"But he didn't make me mad—not then. I kept hitting him freely, not hard, you know, but piling up points nicely for Flynn. He couldn't really reach me at all and was getting madder and madder. It was funny. I think I must have let up a little then, for I think it was in the fourth round he got in past my guard and swung a hard right on my nose. The blow staggered me and I nearly went down. Anyway, Roger, it made me angry. It seemed a part of that ugly smile. I saw red for a moment and then I went for him with everything I had, straight-arms, swings, uppercuts—everything. I think I must have been in better shape than he was, for by the time the round was ended he was groggy.

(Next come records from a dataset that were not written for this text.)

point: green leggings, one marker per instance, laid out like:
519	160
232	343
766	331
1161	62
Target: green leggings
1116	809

"When we came up for the next I heard Flynn whispering at my ear, 'Finish him, Masther Jerry. If you don't, he'll put ye out.'
"I didn't need that warning. I sparred carefully for a minute, feeling out what he had left. He swung at me hard, just grazing my ear. Then I went after him again, feinted into an opening and caught him flush on the point of the chin."

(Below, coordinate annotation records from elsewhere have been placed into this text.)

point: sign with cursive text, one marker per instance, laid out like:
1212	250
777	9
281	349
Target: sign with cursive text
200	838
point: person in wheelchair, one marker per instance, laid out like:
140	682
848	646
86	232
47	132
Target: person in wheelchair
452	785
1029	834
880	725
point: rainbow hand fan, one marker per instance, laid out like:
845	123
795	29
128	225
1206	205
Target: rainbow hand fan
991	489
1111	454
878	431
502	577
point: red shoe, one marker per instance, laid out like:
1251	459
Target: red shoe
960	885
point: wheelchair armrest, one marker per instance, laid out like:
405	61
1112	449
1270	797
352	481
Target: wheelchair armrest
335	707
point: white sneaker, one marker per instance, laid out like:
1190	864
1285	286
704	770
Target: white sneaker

He paused for breath. "I didn't want to, you know, Roger, but Flynn was so insistent—and, of course, having started—"
"'You bored in, that th' opposed might beware of thee,'" I paraphrased.
He laughed.
"Yes, I bored in. There was nothing else to do. Flynn didn't say much, but he was pleased as punch. It took ten minutes to bring the fellow around. I was bending over Sagorski, wetting his face, and as he looked up at me I told him I was awfully sorry. What do you think he said?

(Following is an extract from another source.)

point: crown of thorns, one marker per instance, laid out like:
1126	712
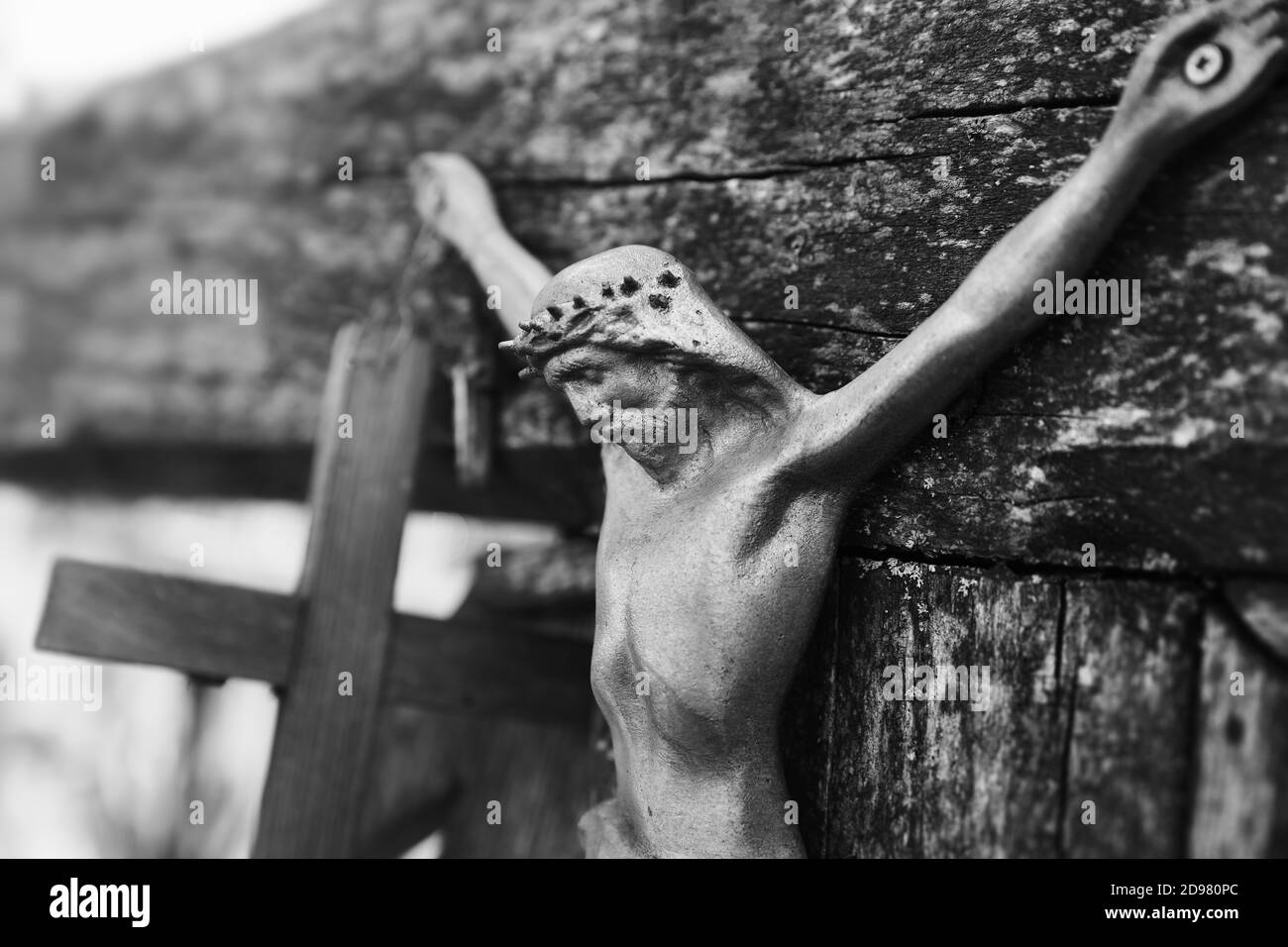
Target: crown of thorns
610	321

"'Aw, you go to hell!' Impolite beggar, wasn't he?"
"You have been at least catholic in the choice of companions," I remarked, with a smile, recalling Flynn's prediction about Jerry's weight in wild cats.
"Oh, yes. All sorts of people. I think on the whole I understand the poorer classes best. They do swear, I find, horribly at times, but they don't intend harm by it. I doubt if they really know what it means. 'Hell' is merely an expletive like 'Oh' or 'By Jove' with us chaps. Funny, isn't it?"